3. Governance e professionalizzazione

Molte realtà sono nate dal volontariato, dalla passione, e rimangono legate a strutture familiari o informali. Ma quando le dimensioni crescono, serve una governance forte, trasparente, che sappia gestire persone, finanze, rischi, compliance normativa.

È importante:

  • dotarsi di personale qualificato (manager sociali, tecnici, esperti di rendicontazione)
  • avere organi di controllo indipendenti
  • implementare sistemi di monitoraggio e valutazione interna
  • coltivare trasparenza verso stakeholder e comunità

Una governance solida è uno strumento per crescere, attrarre fiducia, sicurezza e finanziamenti.

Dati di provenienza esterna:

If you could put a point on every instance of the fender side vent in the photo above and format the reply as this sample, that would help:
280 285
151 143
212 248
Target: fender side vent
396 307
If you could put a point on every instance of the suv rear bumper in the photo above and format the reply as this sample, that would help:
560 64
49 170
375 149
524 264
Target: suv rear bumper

4. Innovazione digitale e dati


Nel mondo contemporaneo non si può ignorare la potenza del digitale:

  • processi più efficienti (gestione donor, CRM, automazione)
  • comunicazione efficace (storytelling, social media, campagne virali)
  • raccolta e analisi dati per valutazione d’impatto, miglioramento continuo
  • piattaforme collaborative e comunitarie


Per le organizzazioni del Terzo Settore, investire in competenze digitali e infrastrutture è ormai una condizione di sopravvivenza, non un’opzione.



5. Misurazione e rendicontazione dell’impatto

Uno dei punti più delicati: come dimostrare che i progetti sono efficaci? Non basta dire “abbiamo aiutato 100 persone”; bisogna mostrare cosa è cambiato nelle loro vite, con indicatori qualitativi e quantitativi.

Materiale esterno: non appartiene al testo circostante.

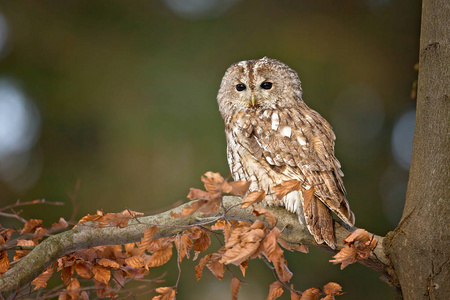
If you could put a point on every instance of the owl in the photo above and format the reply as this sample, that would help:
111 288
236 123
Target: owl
273 136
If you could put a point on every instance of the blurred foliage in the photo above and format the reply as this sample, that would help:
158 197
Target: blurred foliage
127 90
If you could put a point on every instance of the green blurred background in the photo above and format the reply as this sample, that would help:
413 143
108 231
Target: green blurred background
118 97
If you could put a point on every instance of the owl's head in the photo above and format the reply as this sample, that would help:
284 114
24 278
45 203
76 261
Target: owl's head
264 83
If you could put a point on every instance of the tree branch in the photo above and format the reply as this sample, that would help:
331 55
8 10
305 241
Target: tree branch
88 235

La “contabilità sociale” e i bilanci di missione sono strumenti utili, ma richiedono cultura e metodo, nonché standard condivisi per poter essere confrontabili e credibili.



6. Relazioni con istituzioni, mercato e politiche pubbliche


Il Terzo Settore vive in tensione tra l’essere autonomo e l’interagire con istituzioni (Stato, Regioni, Comuni), con il mondo delle imprese e del mercato.

Occorre:

  • capacità di advocacy (fare pressione politica costruttiva)
  • partecipare ai processi decisionali locali e nazionali
  • costruire reti consortili
  • promuovere politiche di “acquisto sociale” (gare e appalti che tengano conto del valore sociale)

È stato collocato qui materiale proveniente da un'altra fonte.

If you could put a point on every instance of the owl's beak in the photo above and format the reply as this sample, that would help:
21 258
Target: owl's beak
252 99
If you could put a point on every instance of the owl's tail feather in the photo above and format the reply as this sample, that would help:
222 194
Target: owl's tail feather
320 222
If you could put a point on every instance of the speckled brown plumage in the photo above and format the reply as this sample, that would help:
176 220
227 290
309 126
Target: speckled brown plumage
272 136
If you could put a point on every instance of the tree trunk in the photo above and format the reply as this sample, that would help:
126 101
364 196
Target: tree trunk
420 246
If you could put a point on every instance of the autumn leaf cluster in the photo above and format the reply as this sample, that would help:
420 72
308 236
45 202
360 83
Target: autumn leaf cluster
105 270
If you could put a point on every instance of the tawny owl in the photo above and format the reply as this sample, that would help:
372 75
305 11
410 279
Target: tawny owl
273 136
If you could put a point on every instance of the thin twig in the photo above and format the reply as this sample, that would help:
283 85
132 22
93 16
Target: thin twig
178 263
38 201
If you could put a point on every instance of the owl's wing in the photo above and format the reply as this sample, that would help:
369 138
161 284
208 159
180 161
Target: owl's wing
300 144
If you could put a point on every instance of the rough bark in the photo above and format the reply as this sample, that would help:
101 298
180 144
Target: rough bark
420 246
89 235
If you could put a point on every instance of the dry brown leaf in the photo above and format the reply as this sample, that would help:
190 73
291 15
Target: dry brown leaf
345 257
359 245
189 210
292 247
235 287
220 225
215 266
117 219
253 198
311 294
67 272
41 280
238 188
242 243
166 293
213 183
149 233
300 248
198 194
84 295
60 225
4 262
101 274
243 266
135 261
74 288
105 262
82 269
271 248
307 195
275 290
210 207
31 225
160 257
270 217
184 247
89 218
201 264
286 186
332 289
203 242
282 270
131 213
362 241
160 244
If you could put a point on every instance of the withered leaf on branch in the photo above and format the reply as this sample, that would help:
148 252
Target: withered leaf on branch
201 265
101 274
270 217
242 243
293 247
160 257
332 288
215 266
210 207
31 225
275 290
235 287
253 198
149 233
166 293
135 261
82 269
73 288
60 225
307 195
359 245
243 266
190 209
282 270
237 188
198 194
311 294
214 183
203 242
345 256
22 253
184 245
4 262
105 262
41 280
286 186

7. Inclusione interna e rappresentanza

Non basta operare per le fasce fragili: le organizzazioni stesse devono essere inclusive, pluraliste, trasparenti, evitare rischi di autoreferenzialità. Occorre promuovere partecipazione, rappresentanza reale delle persone coinvolte, democrazia interna.


8. Verso il futuro: proposte e strategie

Ecco alcuni suggerimenti che COINSIEME e altre organizzazioni possono valutare:

  1. costruire coalizioni e network territoriali e nazionali, per massa critica e peso nelle scelte politiche
  2. sviluppare incubatori sociali e start-up d’impatto, per sperimentare soluzioni nuove
  3. investire in formazione contin u a, per dirigenti e operatori
  4. attuare sistemi digitali condivisi fra enti del territorio (es. piattaforme di matching risorse-domanda)
  5. spingere perché lo Stato e le regioni riconoscano meglio il valore sociale, con meccanismi fiscali agevolati, contratti di servizio stabili, acquisti sociali



Il “valore” di 93 miliardi è un dato che sorprende e induce a riflettere: il Terzo Settore è già un pilastro del sistema Italia. Ma ciò che serve adesso è uno scatto culturale e strategico: strutturarsi, innovarsi, dialogare, misurare, unire le forze.

Per COINSIEME e per ogni realtà che crede nella dignità, nella partecipazione e nella giustizia sociale, è tempo di giocare un ruolo da protagonisti, con coraggio e visione.